Отец мой отвечал ему: «А если, бег, я решусь бежать в Германию, они скажут: пошел Алекса поднять против нас войною немцев, тогда и другие головы и весь бедный народ за меня пострадает. Нет, где родился, там и останусь я жить; а будет, что Бог даст!».

На это Алай-бег сказал: «Я тебя предупредил и свою совесть успокоил (снял с своей души), мы часто с тобою хлеб-соль ели!». (Я все это слышал сам, когда он говорил моему отцу).

Четверо Даиев созвали всех волостных голов (когда усвоили себе правление в Белграде) 1799 года, и сказали отцу моему: «Алексей, мы были в вражде с султаном, по теперь сочинили мы одно прошение (мизаре), которое пошлем султану, а вы тоже должны приложить свои печати, чтоб мы оправдались». — «Хорошо, аги, — отвечал отец мой, — переговорю с головами». Но они закричали: «Не нужно тут никаких переговоров, но все вы должны рядом приложить своп печати!».

Не до разговоров было с такими четырьмя львами, которые и визиря своего в плену держали. Они написали прошение будто от волостных голов и от раии; в нем жаловались на визиря, будто он хищник и притеснитель такой, что половина раии перебежала в Германию от его грабительства, и что если б не янычарские аги, несчастные земледельцы не имели б ни вола, на котором орать, ни откуда денег взять на харач, ни на что соли купить, но все давали им янычарские аги, и помогали бедным и проч. и проч. Нечего было делать, поневоле волостные головы приложили свои печати. Бог знает, сколько человек еще подписали то прошение, только чтоб отделаться.

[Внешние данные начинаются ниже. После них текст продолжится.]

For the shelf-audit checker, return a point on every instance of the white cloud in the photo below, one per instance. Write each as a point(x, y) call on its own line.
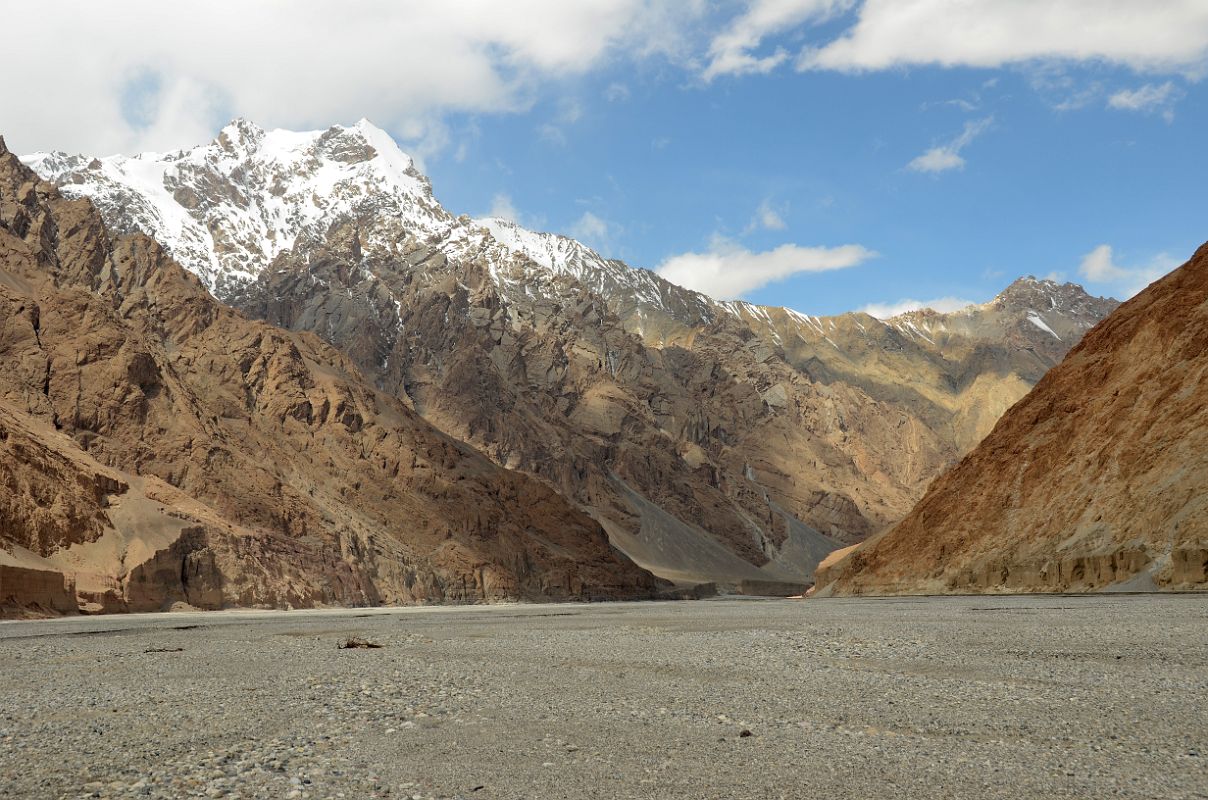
point(766, 218)
point(616, 92)
point(942, 305)
point(1171, 35)
point(1099, 266)
point(944, 157)
point(729, 270)
point(731, 51)
point(1148, 99)
point(503, 208)
point(191, 65)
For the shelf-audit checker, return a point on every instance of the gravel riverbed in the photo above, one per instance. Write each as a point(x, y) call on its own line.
point(907, 697)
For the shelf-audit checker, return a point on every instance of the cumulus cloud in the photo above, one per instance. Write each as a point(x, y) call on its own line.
point(1099, 266)
point(616, 92)
point(144, 74)
point(942, 305)
point(729, 271)
point(1140, 34)
point(1149, 98)
point(947, 156)
point(731, 52)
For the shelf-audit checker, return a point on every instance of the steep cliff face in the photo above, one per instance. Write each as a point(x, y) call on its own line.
point(160, 447)
point(1098, 479)
point(684, 425)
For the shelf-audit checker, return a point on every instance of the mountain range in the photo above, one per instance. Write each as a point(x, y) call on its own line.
point(710, 441)
point(1096, 480)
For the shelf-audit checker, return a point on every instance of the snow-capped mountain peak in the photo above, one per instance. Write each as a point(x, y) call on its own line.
point(225, 209)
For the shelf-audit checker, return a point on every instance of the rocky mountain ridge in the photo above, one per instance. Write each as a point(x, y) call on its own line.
point(714, 441)
point(1095, 481)
point(158, 447)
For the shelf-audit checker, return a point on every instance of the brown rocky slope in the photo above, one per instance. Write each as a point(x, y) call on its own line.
point(1097, 479)
point(714, 441)
point(157, 446)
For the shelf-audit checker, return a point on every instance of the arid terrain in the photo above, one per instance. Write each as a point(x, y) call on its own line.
point(913, 697)
point(1095, 479)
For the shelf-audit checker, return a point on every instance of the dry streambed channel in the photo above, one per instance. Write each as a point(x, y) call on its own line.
point(907, 697)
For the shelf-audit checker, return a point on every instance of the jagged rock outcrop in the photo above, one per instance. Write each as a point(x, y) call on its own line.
point(157, 446)
point(1096, 480)
point(714, 441)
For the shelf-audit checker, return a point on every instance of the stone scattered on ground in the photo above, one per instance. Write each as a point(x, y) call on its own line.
point(1009, 697)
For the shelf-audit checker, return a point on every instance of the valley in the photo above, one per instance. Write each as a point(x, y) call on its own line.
point(1029, 697)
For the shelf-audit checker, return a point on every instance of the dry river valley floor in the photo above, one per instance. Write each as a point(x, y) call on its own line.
point(907, 697)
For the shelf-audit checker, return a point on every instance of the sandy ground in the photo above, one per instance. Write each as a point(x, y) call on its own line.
point(922, 697)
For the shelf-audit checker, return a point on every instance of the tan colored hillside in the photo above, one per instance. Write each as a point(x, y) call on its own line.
point(1097, 480)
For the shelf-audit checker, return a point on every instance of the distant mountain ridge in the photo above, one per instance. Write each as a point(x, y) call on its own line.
point(1096, 481)
point(683, 424)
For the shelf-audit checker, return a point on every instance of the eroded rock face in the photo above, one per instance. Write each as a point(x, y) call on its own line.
point(1097, 479)
point(608, 383)
point(162, 447)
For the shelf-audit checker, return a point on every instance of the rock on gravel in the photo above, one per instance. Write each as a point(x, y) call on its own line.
point(912, 697)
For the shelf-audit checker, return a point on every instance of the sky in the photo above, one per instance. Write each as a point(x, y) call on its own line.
point(823, 155)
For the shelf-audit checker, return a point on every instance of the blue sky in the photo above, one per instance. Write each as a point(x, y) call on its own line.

Тогда четверо Даиев начали жить припеваючи, всякий в тех трех нахиях, которые ему достались, управлял по своему произволу; все доходы собирали для себя, а султану ничего не посылали, но только отправляли пошлины янычар-аге и своим другим капиджиям, да покровителям в Царьграде, чтоб они их у султана поддерживали, — отдали Даии на разработку свинцовую руду в Дронаиче в Валевской нахии у Медведника; отец мой отправлял олово на телегах в Белград, и все на свой счет, от нашего дома, однако компаниям, которые доставали олово из руды, платили турки за каждую оку по 20 пара. [42]

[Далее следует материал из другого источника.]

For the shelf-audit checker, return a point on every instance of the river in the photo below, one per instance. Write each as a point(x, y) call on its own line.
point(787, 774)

Аганлия, которому в дележе досталась Соколская нахия, послал в Азбуковицу собирать харач. Азбуковица была маливана (дедовина) Хаджи-бега из Сребреницы, который послал других турок от себя, отнять собранный харач. Когда узнал о том Аганлия, он рассердился, и составил войско из турок валевских, крагуевацких и шабцских. Потом позвал отца моего: «Я знаю, — но хочу, чтоб и ты сам сказал мне по правде, сколько ты приводил сербского войска к Хаджи-Мустафа-паше, когда вы дрались с янычарами?». Отец мой должен был сказать ему настоящее число — 1.800 ратников. «Добро! Ты мне правду сказал; — продолжал Аганлия, — и я тоже требую, чтоб столько же войска было у тебя собрано, когда я приду; турки выступят тоже из всех местечек, чтоб идти на твоего приятеля Хаджи-бега, и мы сожжем ему Сребреницу, в наказание за мои Азбуковские харачи. Хочу тоже, чтоб ты привез с собою две тысячи ок водки, когда будем переправляться в брод через Дрину, чтоб всякому сербу по оке водки дать выпить».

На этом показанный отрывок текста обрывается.